Erich Maria Remarque, 1898 in Osnabrück geboren, besuchte das katholische Lehrerseminar. 1916 als Soldat eingezogen, wurde er nach dem Krieg zunächst Aushilfslehrer, später Gelegenheitsarbeiter, schließlich Redakteur in Hannover und Berlin. 1932 verließ Remarque Deutschland und lebte zunächst im Tessin/Schweiz. Seine Bücher »Im Westen nichts Neues« und »Der Weg zurück« wurden 1933 von den Nazis verbrannt, er selber wurde 1938 ausgebürgert. Ab 1939 lebte Remarque in den USA und erlangte 1947 die amerikanische Staatsbürgerschaft. 1970 starb er in seiner Wahlheimat Tessin.

Erich Maria Remarque, 1898 in Osnabrück geboren, besuchte das katholische Lehrerseminar. 1916 als Soldat eingezogen, wurde er nach dem Krieg zunächst Aushilfslehrer, später Gelegenheitsarbeiter, schließlich Redakteur in Hannover und Berlin. 1932 verließ Remarque Deutschland und lebte zunächst im Tessin/Schweiz. Seine Bücher »Im Westen nichts Neues« und »Der Weg zurück« wurden 1933 von den Nazis verbrannt, er selber wurde 1938 ausgebürgert. Ab 1939 lebte Remarque in den USA und erlangte 1947 die amerikanische Staatsbürgerschaft. 1970 starb er in seiner Wahlheimat Tessin.

I


Ich wohnte damals im fünfzehnten Stock eines Hauses in der 57. Straße in New York. In dieser Etage sollte sich vor vielen Jahren ein Puff befunden haben; jetzt war sie längst aufgeteilt in Ein- und Zweizimmerwohnungen. Über mir, auf dem Dach, befand sich noch eine Anzahl kleiner Penthaus-Apartments. Sie hatten Terrassen und waren sehr begehrt; aber sie waren fast alle in den Händen von Schwulen. Die Homos in New York wissen immer, wo die besten Unterkünfte zu finden sind. Man konnte sie leicht schon an ihren Hunden erkennen; um die Zeit, als ich dort lebte, waren es Zwergpudel. Auch da gab es Klassen und Unterschiede. Es war nicht gleichgültig, ob man einen weißen, grauen, schwarzen oder pfirsichfarbenen hatte; einige »kesse Väter« verstiegen sich sogar zu mächtigen Königspudeln, um ihre Männlichkeit zu betonen.
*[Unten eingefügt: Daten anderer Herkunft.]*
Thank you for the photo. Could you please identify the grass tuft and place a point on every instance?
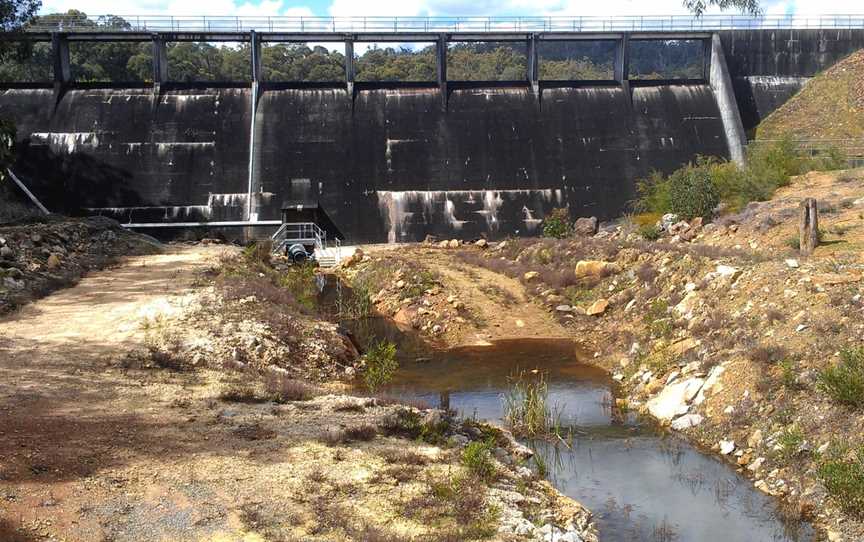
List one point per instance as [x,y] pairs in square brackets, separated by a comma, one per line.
[844,382]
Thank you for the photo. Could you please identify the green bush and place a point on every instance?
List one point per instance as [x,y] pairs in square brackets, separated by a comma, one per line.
[688,192]
[844,480]
[844,382]
[650,232]
[477,458]
[691,190]
[558,224]
[381,364]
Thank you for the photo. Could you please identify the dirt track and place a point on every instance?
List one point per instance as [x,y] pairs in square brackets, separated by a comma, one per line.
[70,415]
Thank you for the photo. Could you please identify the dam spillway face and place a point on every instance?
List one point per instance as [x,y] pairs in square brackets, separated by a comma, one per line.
[391,162]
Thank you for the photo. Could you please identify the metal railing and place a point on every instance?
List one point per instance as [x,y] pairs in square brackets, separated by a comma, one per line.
[305,233]
[646,23]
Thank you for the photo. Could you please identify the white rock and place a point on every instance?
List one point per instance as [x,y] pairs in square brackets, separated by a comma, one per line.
[686,422]
[673,400]
[687,305]
[712,380]
[756,464]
Auch die Art, wie die Tiere getrimmt waren, spielte eine Rolle, – ob kraushaarig wie ein Malteser, langhaarig wie ein Kerry Blue-Terrier, oder mit Bäffchen und geschoren wie ein Zirkusvieh. Morgens früh und abends spät waren die Aufzüge voll von ihnen; dann wurden sie auf die Straße geführt zum Scheißen. Zu beiden Seiten der Fahrstraße sah man sie in den Abflußrinnen neben den Trottoirs hocken, von ihren stolzen Besitzern an der Leine gehalten, – in New York durften sie nicht frei herumlaufen und ihre Bedürfnisse auf den Gehsteigen erledigen. Sie wirkten dann wie eine Allee von Sphinxen, die über metaphysische Probleme grübelten. Kunitzky, der Besitzer des Zeitungskiosks an der Ecke, wurde jedesmal um diese Zeit sehr nervös. Pudel sind flink und wendig, und die Tucken ließen sie, wenn kein Polizist in der Nähe war, trotz der Vorschriften gern ein paar Minuten frei herumrennen; dabei glitten sie oft unter das Ausgabebord des Kiosks, wo Kunitzky, der drinnen war, sie nicht sehen konnte, und bepißten rasch die aufgehängten Umschläge der Magazine, die damit ruiniert waren. Besonders pfiffig war dabei der champagnerfarbene Pudel Renée der Tucke Jasper. Kunitzky hatte ihn schon öfter angezeigt, aber er mußte ihn in flagranti erwischen, wenn er Erfolg haben wollte. Renée war dafür zu schnell und er schien zu wissen, worum es ging. Jasper fütterte ihn dafür in der Bäckerei um die Ecke mit Apfelkuchen. Das Ganze war etwas mehr als ein harmloser Ulk. Kunitzky haßte Schwule und hatte eine Fülle von Bezeichnungen für sie, die er nicht für sich behielt, – außerdem hatte er Renée mit Hamburger Bouletten zu vergiften versucht. Beides traf Jasper ins Kerngehäuse.

 

Ich lebte in dieser Zeit in einem sonderbaren Zustand in Amerika, – so, als ob ich gleichzeitig zehn und fünfunddreißig Jahre alt sei. Ich war vor einigen Monaten mit einem Frachtdampfer aus Lissabon angekommen und konnte nur wenig Englisch, – das war, als wäre ich halb stumm und halb taub und von einem anderen Planeten hier ausgesetzt worden. Es war auch ein anderer Planet, denn in Europa herrschte Krieg.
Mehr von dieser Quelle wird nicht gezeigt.